Troubled chipmaker Intel Corp.’s bonds were getting smashed on Friday as the stock fell to a 50-year low. As the selling sped up, spreads widened by 15 to 20 basis points.
To make things even worse, S&P Global Ratings changed Intel’s A-minus rating to CreditWatch Negative, which means that the company could soon lose its credit ranking.
This is because the rating agency said in a statement that they think the company will likely miss the free cash flow and possible leverage targets that are in line with its current rating. The earnings report from Intel INTC -26.06% late Thursday night shocked investors with a miss on adjusted profit and bad outlook. The company said it would stop paying its bonus, which costs it about $2.2 billion a year, and cut costs by $10 billion. It would also cut staff by 15%.

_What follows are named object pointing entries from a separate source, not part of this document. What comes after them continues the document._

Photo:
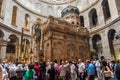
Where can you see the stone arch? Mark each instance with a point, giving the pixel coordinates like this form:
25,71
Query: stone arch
111,36
14,15
93,18
97,44
27,20
106,9
1,34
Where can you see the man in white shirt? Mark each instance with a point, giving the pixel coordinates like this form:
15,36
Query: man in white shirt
81,69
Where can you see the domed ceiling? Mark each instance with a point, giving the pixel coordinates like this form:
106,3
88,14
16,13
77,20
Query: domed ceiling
57,2
54,7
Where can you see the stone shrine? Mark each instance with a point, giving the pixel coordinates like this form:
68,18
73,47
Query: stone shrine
64,38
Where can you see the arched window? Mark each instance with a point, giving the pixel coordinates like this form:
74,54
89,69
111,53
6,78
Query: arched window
82,21
118,5
26,24
1,5
14,15
106,10
93,17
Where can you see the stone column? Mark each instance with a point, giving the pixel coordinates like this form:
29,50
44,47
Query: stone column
105,43
3,51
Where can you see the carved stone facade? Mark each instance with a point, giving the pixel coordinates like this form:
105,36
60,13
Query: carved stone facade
64,41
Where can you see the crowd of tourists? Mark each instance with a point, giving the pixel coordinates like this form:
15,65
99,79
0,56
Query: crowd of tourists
64,70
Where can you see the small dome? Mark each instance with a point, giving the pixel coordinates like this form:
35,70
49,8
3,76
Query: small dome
69,10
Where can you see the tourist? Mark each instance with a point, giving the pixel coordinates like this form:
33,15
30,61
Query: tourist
73,71
37,70
81,69
90,70
62,71
47,68
117,71
29,73
51,72
105,71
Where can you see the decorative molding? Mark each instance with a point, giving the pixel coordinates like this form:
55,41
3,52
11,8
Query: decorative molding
60,3
3,26
90,6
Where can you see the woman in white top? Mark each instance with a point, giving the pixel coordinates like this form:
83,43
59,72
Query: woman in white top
3,73
62,71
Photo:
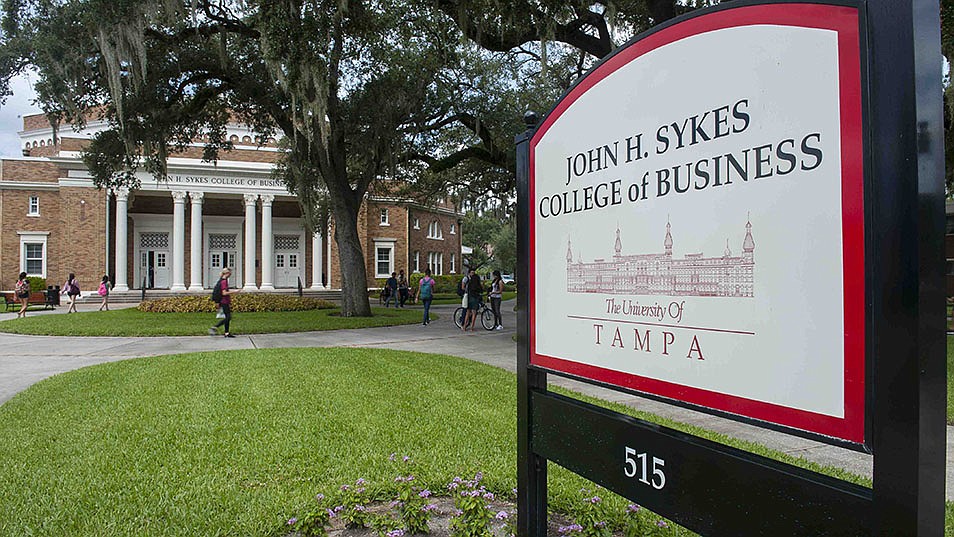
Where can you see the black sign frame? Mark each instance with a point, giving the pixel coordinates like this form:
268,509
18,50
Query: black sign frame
905,342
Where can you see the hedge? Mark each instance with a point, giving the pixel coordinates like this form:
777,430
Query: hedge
241,302
446,283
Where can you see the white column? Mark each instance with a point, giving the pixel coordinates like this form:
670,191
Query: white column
249,275
316,250
268,249
195,242
329,266
122,200
178,241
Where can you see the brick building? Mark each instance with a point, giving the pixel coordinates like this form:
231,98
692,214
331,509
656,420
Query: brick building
178,233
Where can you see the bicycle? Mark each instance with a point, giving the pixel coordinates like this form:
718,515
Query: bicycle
485,314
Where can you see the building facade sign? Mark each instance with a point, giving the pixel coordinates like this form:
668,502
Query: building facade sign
698,219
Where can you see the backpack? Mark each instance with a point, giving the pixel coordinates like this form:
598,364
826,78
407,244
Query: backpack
217,292
23,289
427,290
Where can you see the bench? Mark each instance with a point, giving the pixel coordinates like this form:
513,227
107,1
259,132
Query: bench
37,298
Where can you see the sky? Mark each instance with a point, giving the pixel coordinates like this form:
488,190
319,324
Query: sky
11,115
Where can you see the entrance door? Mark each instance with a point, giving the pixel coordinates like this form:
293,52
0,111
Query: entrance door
223,252
287,269
154,259
219,260
154,268
287,260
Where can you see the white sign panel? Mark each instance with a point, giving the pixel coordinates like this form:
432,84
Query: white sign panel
698,219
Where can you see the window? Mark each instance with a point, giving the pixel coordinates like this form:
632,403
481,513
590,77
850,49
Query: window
33,253
435,260
383,259
34,257
434,230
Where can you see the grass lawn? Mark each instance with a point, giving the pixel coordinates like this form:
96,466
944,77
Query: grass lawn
132,322
235,443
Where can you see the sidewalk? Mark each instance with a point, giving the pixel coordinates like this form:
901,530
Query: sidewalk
25,360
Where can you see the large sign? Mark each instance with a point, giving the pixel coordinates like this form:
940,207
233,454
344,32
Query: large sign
697,228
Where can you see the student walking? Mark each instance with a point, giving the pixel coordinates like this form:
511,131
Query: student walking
403,290
474,292
104,292
496,294
71,290
22,289
391,289
425,291
224,296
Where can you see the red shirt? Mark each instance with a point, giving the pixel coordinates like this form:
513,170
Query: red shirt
226,299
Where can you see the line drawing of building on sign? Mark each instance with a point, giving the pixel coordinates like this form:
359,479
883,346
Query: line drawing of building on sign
662,274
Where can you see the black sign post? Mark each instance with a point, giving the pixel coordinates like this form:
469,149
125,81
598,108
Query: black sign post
717,490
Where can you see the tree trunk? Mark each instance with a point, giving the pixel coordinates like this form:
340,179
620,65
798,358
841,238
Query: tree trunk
354,274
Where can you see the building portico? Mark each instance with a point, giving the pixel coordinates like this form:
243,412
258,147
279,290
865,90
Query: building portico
178,232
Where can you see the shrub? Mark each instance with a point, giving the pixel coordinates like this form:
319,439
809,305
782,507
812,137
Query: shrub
240,303
37,283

“Simply put, we need to align our cost structure with our new operating model and change the way we do business in a fundamental way,” CEO Pat Gelsinger told investors. “Our sales haven’t grown as fast as we thought they would, and we haven’t fully benefited from big trends like AI yet.”
S&P said that the steps to cut costs “could alleviate some near-term cash-flow-generation challenges.” But it’s not clear if that will be enough to keep the business competitive and allow it to grow in a good way.

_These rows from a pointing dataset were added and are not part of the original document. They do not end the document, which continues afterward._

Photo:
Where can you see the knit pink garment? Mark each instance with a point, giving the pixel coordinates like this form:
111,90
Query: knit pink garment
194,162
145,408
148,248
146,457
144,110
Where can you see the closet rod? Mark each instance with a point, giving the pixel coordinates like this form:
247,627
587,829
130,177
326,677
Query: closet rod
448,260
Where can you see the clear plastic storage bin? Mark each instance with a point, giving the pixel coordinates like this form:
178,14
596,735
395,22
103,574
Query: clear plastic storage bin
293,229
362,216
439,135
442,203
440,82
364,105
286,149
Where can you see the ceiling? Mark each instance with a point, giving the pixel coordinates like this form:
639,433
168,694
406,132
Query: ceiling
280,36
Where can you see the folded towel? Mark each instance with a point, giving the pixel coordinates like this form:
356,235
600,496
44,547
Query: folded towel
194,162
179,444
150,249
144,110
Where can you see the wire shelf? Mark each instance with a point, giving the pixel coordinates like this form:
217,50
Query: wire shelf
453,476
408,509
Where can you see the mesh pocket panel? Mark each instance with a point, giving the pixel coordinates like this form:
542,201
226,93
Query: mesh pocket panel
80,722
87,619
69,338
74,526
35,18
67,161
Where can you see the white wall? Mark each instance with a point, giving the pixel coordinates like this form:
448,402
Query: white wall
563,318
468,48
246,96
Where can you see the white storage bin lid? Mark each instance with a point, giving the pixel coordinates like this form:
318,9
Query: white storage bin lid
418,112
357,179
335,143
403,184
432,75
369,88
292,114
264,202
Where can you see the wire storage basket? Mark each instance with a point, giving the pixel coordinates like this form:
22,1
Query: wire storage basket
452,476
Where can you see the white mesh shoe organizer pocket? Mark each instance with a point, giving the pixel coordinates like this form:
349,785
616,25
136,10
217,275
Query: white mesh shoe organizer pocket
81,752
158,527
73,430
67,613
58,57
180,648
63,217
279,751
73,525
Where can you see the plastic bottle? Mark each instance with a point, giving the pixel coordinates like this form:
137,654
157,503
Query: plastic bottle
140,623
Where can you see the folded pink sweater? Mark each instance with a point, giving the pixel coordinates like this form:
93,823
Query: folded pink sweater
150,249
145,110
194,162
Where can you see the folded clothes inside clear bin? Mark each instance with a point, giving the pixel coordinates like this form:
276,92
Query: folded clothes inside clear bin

The credit has an A3 rating from Moody’s, down from an A2 rating in February.
The following charts from BondCliQ Media Solutions, a company that provides data solutions, show how quickly spreads changed overnight. The red arrow separates this trend from the flat performance earlier in the week.

The bonds have seen net selling on Friday with a small set of buyers emerging after 10.00 a.m. Eastern.

Intel has more than $52 billion worth of bonds, according to FactSet data, with $3.75 billion due to mature in 2025.

The stock, meanwhile, is now down 57% in the year to date, while the S&P 500 SPX-1.84% has gained 12%.